The Mickey Mouse Theater of the Air was a 1938 musical-variety radio series for children, sponsored by Pepsodent and heard on NBC on Sunday afternoons, featuring Mickey Mouse and other characters from Walt Disney cartoons. There were a total of twenty broadcasts from the Disney Little Theater on the RKO lot from January 2 to May 15, 1938, the program was created to promote the February 1938 release of Disney's first animated feature film, Snow White and the Seven Dwarfs. In addition to Snow White featured in the second episode, the series featured other fairy tale and nursery rhyme characters, including "Mother Goose Land," "Cinderella," "King Neptune," "The Pied Piper," "The Old Woman in the Shoe" and "Old MacDonald".
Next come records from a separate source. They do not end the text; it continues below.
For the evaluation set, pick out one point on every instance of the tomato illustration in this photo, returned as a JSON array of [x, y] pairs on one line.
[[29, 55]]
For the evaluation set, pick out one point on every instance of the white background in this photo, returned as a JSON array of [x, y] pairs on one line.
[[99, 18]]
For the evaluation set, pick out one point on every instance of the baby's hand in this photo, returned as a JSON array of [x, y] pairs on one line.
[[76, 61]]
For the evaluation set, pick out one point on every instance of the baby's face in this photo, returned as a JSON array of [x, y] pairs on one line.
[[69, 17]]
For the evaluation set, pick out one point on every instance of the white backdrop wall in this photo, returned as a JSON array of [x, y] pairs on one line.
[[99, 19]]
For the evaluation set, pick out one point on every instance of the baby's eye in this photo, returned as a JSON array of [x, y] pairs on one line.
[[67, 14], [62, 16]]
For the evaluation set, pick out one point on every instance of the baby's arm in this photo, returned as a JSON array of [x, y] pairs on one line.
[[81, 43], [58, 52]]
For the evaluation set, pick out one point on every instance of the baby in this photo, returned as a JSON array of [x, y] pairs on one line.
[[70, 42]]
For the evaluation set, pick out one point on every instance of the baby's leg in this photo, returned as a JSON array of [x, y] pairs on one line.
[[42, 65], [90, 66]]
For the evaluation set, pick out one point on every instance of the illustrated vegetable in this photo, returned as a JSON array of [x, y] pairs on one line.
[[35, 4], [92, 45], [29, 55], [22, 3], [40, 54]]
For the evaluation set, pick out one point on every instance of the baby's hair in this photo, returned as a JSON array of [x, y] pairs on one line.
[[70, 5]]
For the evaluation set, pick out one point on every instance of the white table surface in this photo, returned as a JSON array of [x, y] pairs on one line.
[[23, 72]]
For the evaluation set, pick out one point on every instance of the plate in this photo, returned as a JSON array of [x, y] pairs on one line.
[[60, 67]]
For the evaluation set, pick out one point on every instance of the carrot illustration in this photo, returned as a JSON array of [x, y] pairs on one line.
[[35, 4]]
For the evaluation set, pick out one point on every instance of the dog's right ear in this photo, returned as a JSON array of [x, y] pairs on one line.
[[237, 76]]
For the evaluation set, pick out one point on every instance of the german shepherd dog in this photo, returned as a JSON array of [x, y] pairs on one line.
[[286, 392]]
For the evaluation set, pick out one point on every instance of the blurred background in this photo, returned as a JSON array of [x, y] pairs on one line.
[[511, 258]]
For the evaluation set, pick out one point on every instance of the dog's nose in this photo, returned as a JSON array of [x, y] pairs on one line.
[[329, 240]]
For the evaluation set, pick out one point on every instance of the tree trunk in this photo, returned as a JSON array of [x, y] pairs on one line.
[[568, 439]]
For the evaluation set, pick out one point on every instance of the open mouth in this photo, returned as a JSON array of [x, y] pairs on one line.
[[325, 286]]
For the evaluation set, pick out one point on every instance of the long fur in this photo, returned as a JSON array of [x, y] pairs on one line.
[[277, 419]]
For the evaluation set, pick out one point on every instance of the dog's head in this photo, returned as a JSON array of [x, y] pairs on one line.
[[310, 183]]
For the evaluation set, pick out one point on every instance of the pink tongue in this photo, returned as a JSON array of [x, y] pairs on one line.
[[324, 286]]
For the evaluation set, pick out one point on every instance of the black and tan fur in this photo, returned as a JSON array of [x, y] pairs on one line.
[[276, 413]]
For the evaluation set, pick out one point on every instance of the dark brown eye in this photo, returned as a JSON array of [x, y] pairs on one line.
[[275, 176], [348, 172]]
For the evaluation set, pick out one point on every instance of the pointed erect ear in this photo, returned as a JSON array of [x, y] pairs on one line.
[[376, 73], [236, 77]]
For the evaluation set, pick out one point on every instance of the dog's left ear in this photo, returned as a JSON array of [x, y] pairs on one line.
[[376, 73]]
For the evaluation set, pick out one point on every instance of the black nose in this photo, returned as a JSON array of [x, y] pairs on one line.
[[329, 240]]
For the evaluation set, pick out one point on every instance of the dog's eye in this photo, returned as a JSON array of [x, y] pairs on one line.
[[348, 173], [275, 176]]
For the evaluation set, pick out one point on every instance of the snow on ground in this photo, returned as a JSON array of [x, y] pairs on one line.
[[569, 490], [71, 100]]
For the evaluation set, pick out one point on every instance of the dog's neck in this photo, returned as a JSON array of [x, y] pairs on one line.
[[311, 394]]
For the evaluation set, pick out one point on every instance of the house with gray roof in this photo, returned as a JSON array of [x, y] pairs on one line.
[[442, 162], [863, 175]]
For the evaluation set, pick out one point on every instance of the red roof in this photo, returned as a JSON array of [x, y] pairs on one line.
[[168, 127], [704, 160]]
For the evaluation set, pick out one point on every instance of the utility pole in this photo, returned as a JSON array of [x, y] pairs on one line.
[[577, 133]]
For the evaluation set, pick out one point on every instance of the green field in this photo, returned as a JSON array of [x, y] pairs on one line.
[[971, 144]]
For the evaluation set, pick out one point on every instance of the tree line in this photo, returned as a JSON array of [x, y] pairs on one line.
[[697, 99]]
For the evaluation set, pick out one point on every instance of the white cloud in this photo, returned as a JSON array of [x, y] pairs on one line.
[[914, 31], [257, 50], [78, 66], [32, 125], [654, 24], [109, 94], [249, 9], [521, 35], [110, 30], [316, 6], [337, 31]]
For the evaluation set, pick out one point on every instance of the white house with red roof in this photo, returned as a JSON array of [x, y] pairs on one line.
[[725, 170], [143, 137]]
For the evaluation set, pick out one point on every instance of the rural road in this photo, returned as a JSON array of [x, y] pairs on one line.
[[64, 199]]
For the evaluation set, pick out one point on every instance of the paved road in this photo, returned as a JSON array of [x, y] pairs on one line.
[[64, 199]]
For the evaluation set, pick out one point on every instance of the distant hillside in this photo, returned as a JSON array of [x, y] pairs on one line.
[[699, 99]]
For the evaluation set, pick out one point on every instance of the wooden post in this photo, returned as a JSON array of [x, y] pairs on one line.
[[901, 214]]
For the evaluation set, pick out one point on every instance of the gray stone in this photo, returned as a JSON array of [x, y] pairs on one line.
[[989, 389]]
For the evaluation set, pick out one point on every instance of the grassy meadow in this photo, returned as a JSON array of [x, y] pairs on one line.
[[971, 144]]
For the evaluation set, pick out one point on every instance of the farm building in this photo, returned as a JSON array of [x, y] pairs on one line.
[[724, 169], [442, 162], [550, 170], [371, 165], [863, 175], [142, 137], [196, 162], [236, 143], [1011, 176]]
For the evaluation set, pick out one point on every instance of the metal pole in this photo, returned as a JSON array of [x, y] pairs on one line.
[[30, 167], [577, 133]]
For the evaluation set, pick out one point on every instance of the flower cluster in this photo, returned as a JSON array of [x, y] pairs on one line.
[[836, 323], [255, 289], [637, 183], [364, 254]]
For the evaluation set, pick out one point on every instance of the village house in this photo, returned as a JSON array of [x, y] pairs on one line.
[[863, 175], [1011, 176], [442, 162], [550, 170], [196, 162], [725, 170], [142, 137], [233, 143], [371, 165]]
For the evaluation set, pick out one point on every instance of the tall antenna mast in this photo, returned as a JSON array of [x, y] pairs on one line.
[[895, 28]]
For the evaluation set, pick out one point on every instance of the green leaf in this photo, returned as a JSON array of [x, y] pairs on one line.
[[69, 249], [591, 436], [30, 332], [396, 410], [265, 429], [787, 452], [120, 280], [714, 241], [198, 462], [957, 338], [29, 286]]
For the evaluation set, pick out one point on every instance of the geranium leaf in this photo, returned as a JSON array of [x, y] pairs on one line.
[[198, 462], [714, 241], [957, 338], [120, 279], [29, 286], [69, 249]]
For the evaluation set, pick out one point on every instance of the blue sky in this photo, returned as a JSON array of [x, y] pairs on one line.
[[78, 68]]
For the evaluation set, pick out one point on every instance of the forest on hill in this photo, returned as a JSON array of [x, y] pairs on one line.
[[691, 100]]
The show was originally contracted with Pepsodent for thirteen weeks, but it was successful enough to be extended to a total of twenty episodes.

==Production==
Broadcasters had pursued a Mickey Mouse radio program for several years, but Disney rejected the idea, feeling that the cartoon characters' main appeal was visual, and that the voices might not be enough to carry a radio series. However, the opportunity to promote the Snow White film was too important to miss. The first proposed version was a talk show, with Mickey interviewing guest stars, but that idea was scrapped in September 1937. The writers focused instead on the Disney characters' affinity with folk tales and nursery rhymes.

Disney performed Mickey's voice for the first three episodes. Starting with the fourth episode, Mickey was voiced by comedian Joe Twerp. Disney also appeared as himself in some early episodes. In later episodes, Disney was too busy to attend performances, and he was impersonated by announcer John Hiestand.
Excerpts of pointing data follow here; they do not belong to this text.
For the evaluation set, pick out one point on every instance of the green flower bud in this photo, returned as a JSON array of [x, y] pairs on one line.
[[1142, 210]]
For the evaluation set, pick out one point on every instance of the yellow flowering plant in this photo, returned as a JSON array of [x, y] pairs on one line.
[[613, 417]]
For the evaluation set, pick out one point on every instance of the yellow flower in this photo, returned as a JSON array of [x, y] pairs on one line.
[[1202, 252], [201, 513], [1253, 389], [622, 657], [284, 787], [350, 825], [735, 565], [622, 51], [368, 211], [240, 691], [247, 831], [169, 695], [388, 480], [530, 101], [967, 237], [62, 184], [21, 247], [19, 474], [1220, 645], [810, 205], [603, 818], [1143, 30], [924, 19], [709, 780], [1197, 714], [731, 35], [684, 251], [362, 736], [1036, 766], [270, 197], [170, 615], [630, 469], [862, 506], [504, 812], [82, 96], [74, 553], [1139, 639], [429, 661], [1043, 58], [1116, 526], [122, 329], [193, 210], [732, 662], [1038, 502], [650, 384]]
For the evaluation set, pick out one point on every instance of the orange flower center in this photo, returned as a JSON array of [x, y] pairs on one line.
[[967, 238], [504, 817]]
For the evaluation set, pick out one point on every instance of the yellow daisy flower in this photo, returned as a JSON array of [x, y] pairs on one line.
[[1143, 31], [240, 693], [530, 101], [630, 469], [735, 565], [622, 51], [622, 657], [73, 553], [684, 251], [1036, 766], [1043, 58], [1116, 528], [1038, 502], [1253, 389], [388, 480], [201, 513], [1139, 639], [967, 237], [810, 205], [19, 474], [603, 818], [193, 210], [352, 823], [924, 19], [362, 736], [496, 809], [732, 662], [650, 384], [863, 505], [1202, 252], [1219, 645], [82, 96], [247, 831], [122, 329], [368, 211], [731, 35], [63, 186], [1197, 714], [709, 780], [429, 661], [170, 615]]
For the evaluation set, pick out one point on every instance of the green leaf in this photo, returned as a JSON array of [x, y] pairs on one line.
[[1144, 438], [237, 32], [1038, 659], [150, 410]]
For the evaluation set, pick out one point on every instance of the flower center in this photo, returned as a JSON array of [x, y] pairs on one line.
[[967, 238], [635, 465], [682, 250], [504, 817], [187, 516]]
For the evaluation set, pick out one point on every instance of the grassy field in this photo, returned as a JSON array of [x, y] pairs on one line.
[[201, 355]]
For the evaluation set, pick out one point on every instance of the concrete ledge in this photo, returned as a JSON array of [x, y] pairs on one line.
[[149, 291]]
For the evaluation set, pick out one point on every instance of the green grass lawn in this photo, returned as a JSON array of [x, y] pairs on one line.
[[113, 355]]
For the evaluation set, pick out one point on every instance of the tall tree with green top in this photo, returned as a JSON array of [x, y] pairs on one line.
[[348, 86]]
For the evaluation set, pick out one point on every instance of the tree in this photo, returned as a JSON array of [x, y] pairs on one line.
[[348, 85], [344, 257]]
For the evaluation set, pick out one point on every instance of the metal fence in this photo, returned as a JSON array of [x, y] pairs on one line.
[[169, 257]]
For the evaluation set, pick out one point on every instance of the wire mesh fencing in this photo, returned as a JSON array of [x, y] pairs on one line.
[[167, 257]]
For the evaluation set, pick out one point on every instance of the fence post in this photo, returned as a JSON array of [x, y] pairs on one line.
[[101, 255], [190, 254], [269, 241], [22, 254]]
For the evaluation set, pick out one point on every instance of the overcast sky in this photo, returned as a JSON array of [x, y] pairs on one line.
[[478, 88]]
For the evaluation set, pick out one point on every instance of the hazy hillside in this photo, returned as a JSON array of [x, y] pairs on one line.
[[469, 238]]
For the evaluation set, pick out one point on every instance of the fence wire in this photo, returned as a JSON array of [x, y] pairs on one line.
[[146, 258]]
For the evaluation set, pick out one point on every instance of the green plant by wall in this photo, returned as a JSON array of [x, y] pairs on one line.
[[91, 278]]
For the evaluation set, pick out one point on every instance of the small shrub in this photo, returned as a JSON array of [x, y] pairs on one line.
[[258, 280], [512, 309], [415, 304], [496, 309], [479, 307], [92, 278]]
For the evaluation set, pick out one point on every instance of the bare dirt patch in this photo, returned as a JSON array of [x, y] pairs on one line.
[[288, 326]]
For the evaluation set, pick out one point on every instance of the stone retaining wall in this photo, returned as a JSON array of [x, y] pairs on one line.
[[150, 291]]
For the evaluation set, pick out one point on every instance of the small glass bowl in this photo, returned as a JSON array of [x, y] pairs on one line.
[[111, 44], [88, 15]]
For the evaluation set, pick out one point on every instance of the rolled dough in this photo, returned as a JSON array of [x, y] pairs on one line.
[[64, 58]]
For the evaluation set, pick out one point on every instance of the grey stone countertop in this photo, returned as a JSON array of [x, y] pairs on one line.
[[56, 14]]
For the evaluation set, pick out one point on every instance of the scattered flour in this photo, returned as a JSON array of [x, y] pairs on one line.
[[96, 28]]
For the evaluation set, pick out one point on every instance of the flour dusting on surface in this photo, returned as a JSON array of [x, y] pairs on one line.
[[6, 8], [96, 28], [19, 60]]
Other Disney characters featured on the program were Donald Duck (Clarence Nash), Minnie Mouse (Thelma Boardman), Goofy (Stuart Buchanan) and Clara Cluck (Florence Gill).
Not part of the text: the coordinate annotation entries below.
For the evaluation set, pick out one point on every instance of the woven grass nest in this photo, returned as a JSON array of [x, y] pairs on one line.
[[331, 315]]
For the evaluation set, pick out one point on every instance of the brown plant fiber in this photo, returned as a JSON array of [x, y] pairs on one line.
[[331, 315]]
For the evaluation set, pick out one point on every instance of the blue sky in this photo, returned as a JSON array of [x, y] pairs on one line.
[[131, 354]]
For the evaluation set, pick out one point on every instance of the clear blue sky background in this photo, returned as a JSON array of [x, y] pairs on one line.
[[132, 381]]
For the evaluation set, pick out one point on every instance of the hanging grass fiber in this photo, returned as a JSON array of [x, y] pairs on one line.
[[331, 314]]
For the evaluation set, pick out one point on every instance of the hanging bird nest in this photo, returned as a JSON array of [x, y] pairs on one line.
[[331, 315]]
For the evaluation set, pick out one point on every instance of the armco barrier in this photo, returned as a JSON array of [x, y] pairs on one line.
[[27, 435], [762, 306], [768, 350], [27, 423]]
Music was provided by the Felix Mills Orchestra, Donald Duck's Swing Band and The Minnie Mouse Woodland Choir. The opening theme music was "Who's Afraid of the Big Bad Wolf?", and the closing theme was "Heigh-Ho" from Snow White and the Seven Dwarfs.

==Episodes==
1. Robin Hood (January 2, 1938)
2. Snow White Day (January 9, 1938)
3. Donald Duck's Band (January 16, 1938)
4. The River Boat (January 23, 1938)
5. Ali Baba (January 30, 1938)
6. South of the Border show episodes(February 6, 1938)
7. Mother Goose and Old King Cole (February 13, 1938)
8. The Gypsy Band (February 20, 1938)
9. Cinderella (February 27, 1938)
10. King Neptune (March 6, 1938)
11. The Pied Piper (March 13, 1938)
12. Sleeping Beauty (March 20, 1938)
13. Ancient Egypt (March 27, 1938) (guest appearance by Snow White)
14. Mother Goose and The Old Woman in a Shoe (April 3, 1938)
15. Long John Silver (April 10, 1938)
16. King Arthur (April 17, 1938)
17. Who Killed Cock Robin? (April 24, 1938)
18. Cowboy Show (May 1, 1938)
19. William Tell (May 8, 1938)
20. Old MacDonald (May 15, 1938)

==Trivia==
- Sing a Song of Sixpence is sung by Stuart Buchanan.